This rare disease is caused by an autosomal recessive gene, which requires inheritance of the abnormal gene from both parents. There may be either a complete lack of fibrinogen or a defect in the functioning of available fibrinogen. This condition can occur in both sexes. The main risk factor is a family history of bleeding disorders.

• Bruising
• Nosebleeds
• Excessive bleeding following injury or surgery
• Gastrointestinal bleeding
• Bleeding in joints
• Miscarriage

If a bleeding disorder is suspected, laboratory tests are performed to determine the type and extent. This disorder usually shows up in childhood, often at birth.

Tests include:

• PTT
• Prothrombin time (PT)
• Clotting time
• Fibrinogen levels
• Thrombin time
• Reptilase time
• Bleeding time

All of these tests are abnormal in afibrinogenemia.

Patients may be transfused with plasma (the liquid portion of the blood) or cryoprecipitate (a blood product containing concentrated fibrinogen) to treat bleeding episodes or in preparation for surgery needed to treat other conditions. People with this condition should be immunized with the hepatitis B vaccine because of the increased risk of developing hepatitis due to transfusion.

Significant bleeding is common with this condition and these episodes may be severe, even fatal. Bleeding in the brain is a leading cause of death in patients with this disorder.

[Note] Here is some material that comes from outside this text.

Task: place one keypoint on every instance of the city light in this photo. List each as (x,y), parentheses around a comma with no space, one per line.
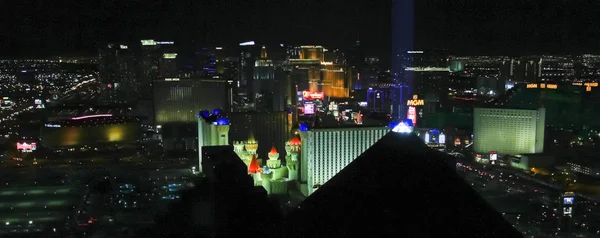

• Bleeding from the umbilical cord
• Bleeding from the mucous membranes
• Gastrointestinal bleeding
• Intracranial bleeding
• Clotting with treatment
• Development of antibodies (inhibitors) to fibrinogen with treatment

Call your health care provider or seek emergency care if excessive bleeding occurs.

Notify your surgeon before you have surgery if you know or suspect you have a blood disorder.

There is no known prevention. Couples in which at least one partner has this condition may find genetic counseling helpful if they are considering having children.